Retornando de Paris, em 1993, observo com espanto que o pátio externo de meu Instituto de Psicologia ficara protegido por diversas cercas. Vivi aquele novo apagamento da liberdade como um início de uma série de outros apagamentos que, um após o outro, se sucedem vertiginosamente, com o aplauso calado de quase toda a juventude e da maior parte dos adultos desse país. Dos idosos, nem convém falar! Existe morte e alienação antes da morte!

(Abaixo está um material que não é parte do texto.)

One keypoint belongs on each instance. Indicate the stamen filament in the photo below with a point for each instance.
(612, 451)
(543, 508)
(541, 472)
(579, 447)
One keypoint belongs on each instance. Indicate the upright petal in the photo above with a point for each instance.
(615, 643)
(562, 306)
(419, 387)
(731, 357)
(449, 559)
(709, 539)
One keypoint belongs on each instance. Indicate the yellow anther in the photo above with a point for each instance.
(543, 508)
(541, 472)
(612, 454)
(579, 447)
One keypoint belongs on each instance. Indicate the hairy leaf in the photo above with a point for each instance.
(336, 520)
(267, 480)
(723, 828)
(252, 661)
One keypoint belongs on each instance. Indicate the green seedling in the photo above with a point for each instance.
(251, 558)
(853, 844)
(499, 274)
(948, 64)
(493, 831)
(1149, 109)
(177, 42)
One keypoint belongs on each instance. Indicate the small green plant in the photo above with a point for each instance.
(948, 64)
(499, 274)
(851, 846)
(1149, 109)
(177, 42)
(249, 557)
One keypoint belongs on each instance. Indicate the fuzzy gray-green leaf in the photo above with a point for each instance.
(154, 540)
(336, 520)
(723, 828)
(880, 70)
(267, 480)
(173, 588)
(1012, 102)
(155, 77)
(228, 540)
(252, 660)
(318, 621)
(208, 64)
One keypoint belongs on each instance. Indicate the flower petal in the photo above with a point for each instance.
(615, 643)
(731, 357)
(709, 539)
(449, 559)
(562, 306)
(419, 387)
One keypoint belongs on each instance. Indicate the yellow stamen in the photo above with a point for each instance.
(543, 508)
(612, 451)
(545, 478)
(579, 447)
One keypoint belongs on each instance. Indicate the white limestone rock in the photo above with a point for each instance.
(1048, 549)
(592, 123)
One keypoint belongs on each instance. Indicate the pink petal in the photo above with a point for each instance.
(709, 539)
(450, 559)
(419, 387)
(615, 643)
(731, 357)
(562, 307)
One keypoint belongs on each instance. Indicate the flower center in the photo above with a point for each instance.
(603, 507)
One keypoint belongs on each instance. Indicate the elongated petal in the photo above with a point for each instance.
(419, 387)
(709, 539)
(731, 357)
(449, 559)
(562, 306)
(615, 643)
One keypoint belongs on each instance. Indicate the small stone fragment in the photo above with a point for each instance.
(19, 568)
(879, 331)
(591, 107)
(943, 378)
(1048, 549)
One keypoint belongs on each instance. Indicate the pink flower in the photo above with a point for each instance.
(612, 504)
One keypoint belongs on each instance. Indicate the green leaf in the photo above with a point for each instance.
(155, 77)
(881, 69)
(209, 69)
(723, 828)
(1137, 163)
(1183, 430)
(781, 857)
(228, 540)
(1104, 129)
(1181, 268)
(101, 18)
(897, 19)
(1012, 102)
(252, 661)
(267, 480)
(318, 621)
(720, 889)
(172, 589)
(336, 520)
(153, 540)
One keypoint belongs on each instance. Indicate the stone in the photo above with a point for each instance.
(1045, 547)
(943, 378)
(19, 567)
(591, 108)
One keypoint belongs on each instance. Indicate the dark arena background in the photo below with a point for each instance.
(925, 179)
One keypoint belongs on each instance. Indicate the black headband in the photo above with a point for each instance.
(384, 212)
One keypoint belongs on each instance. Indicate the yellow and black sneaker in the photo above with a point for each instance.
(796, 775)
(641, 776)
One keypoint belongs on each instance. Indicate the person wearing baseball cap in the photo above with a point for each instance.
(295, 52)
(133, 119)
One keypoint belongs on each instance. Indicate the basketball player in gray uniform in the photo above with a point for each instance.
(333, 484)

Uns versos toscos que então escrevi e que foram publicados no fim de um trabalho, trago-os agora novamente em nova mente:



Para o que vejo,

meus olhos se recusam olhar:

atrás de grades,

multidões de abandonados

protegendo-se da fúria de outros abandonados,

todos tendo em comum o mesmo princípio de abandonamento.

Quem porá limites

a esse gozo de abandonamentos sem fim?

Mas, é nessas constituintes de inferno,

é nesse princípio de abandonamento geral,

e é nessa anti-função paterna

que eu me reconheço brasileiro,

um estuprado nos seus direitos essenciais,

desde Cabral até Collor e todos os seus colares.

Mas, se você puder me dirigir o olhar e puder me dar a mão,

então haverá um abandonado a menos

e um cidadão a mais.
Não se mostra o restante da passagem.